Capítulo 35

1.3K 100 81
                                    

Anna

No había visto un sitio tan bonito en mi vida.

Solo puedo pensar en esa frase.

Pocas veces antes había contemplado un lugar tan recóndito, tan escondido entre la maleza y la arena, y a la vez tan mágico y especial. El olor a mar y agua salada penetra el coche cuando la brisa se cuela por las ventanillas y mis ojos son bendecidos una y otra vez con los tonos de verde que nos rodean mientras avanzamos por entre los árboles que circundan una de las playas de Portofino. A lo lejos, el cielo comienza a teñirse de naranjas y escarlatas, dando paso a la ansiada puesta de sol. El amanecer en Milán, desde la Plaza del Duomo y con el brillo del día ensalzando la figura de la Catedral, es una de las imágenes más emocionantes que he presenciado en mi vida, sí, pero el anochecer aquí, con Damiano a mi lado y su mirada puesta en la carretera a través de sus gafas de sol, no tiene nada que envidiarle.

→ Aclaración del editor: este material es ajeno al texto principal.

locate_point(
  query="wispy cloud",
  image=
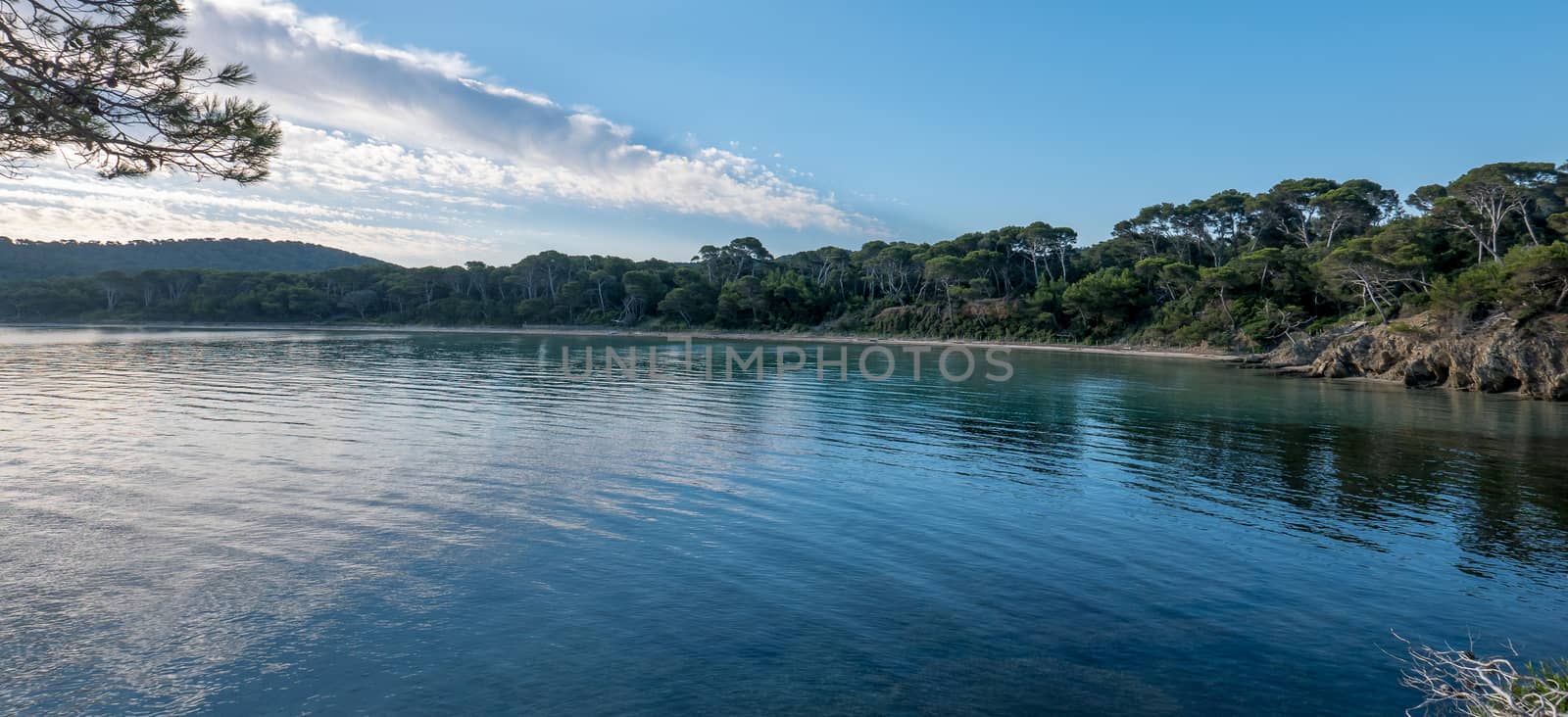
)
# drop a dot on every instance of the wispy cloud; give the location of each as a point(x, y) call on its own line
point(439, 110)
point(412, 146)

En silencio, cruzamos un tramo de bosque relativamente denso, el traqueteo del coche al recorrer los pedregosos caminos como única banda sonora. Mis ojos brillan mucho, lo sé, más verdes que nunca gracias a la luz dándonos de frente y, aún así, empiezo a preguntarme si son lágrimas. De felicidad. De duda. De nudos en la garganta sin resolver y demasiadas preguntas sin respuesta. De saber que la pieza perdida y rota de este extraño puzzle del universo está encajando. Al fin. Encontrando su lugar de una vez.

Cuando la arena empieza a hacerse visible, me doy el lujo de pedirle a Damiano que pare el coche solo para poder contemplarla; solo con la esperanza de observar el encuentro entre ella y el agua, las olas calmadas besando la orilla como si de amantes se tratase. Durante largos minutos, permanecemos callados con la mirada puesta en la preciosa escena. Su brazo derecho rodea mis hombros y mi cabeza queda apoyada cerca de su pecho incluso a pesar de la distancia que hay entre el asiento del conductor y el del copiloto.

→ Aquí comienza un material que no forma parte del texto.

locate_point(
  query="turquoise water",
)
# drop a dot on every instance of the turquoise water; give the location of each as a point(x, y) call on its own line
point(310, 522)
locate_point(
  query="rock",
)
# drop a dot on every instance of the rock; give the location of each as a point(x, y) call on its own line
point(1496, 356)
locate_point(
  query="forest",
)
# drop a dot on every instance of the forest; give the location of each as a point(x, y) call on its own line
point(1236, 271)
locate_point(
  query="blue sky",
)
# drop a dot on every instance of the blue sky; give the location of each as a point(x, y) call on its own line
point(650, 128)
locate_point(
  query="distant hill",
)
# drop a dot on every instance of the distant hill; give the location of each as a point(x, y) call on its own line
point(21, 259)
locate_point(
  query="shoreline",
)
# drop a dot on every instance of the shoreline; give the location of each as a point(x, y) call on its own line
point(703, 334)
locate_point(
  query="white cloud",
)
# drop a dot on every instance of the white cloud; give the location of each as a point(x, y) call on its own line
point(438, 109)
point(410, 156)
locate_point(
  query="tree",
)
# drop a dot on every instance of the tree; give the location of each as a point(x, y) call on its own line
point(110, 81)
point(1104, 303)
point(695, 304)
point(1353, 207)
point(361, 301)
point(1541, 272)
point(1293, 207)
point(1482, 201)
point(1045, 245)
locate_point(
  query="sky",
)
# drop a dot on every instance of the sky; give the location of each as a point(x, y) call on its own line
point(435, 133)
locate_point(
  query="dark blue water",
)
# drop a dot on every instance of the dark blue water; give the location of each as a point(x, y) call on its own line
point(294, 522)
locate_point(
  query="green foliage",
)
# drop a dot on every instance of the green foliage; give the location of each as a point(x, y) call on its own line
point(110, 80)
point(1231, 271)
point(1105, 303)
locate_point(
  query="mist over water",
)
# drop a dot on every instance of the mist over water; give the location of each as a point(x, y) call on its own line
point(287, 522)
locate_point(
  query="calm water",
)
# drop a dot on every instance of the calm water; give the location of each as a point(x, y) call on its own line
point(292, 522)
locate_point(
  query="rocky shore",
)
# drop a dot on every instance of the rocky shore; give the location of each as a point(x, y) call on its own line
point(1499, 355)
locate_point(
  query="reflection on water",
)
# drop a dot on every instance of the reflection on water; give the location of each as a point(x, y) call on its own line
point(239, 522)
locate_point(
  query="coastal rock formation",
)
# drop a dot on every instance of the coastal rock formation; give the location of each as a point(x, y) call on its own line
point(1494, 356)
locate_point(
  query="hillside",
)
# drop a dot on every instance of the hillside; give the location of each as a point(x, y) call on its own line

-¿Qué playa es esta, Damia?- mi boca, finalmente, pronuncia la pregunta que tanto tiempo llevo esperando hacerle-. Está desierta. Casi que no hay ni un alma. Creía que venía más gente a Portofino.

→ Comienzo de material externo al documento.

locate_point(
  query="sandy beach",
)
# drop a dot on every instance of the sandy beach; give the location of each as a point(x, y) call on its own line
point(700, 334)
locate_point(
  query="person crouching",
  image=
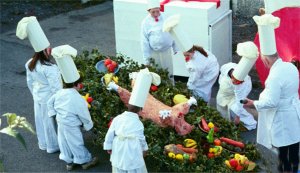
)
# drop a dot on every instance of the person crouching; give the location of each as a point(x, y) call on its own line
point(125, 139)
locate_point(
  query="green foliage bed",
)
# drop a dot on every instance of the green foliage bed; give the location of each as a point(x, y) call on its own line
point(107, 104)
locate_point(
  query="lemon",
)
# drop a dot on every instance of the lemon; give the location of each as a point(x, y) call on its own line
point(179, 157)
point(171, 155)
point(211, 125)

-Estamos en Baia Cannone- me responde él, y el movimiento de sus labios me parece de lo más sensual. Me lo imagino fumando, con un cigarrillo entre ellos, y sonrío. Sé que es un vicio horrible, pero no puedo evitar que me resulte sexy y atractivo en Damiano. El humo del tabaco al mezclarse con su perfume es como la octava maravilla del mundo-. ¿Recuerdas lo que te dije en el estudio? Ese día que discutí con Vic. Me pediste que cerrara los ojos y me advertiste de que viajaríamos. Te respondí con esto: Baia Cannone. En la costa de Portofino, desconocida para los turistas y para más de un italiano, siempre en silencio, como aislada entre los árboles.

Joder.

Podría morir escuchando ese tono de voz ronco que tiene.

-Es preciosa, Damiano, de verdad. ¿Has estado muchas veces? 

-Más de las que imaginas. Ahora entenderás por qué. Mis abuelos maternos tienen una casa aquí, creo que te lo dije. He pasado muchos veranos de mi vida en esta playa- se quita las gafas de sol por un momento y me señala con el dedo un punto en el horizonte-. ¿Ves ese edificio de allí? El alto y blanco, ese que parece que está como encima de un acantilado. Es el faro. Jacopo y yo subíamos cuando éramos pequeños, de noche, a la parte de arriba, junto a la luz, para ver los barcos acercarse a la costa.

-¿Y cómo lo hacíais?- cuestiono, sonriendo maravillada-. ¿No había vigilantes o algún rollo así?

Damiano suelta una carcajada y asiente con la cabeza.

-Sí, sí que los había, pero era un señor muy mayor y algo sordo, así que subíamos la escalera y después escalábamos al balcón sin problemas. Nunca se dio cuenta y, si es que lo hizo, tampoco le importó mucho.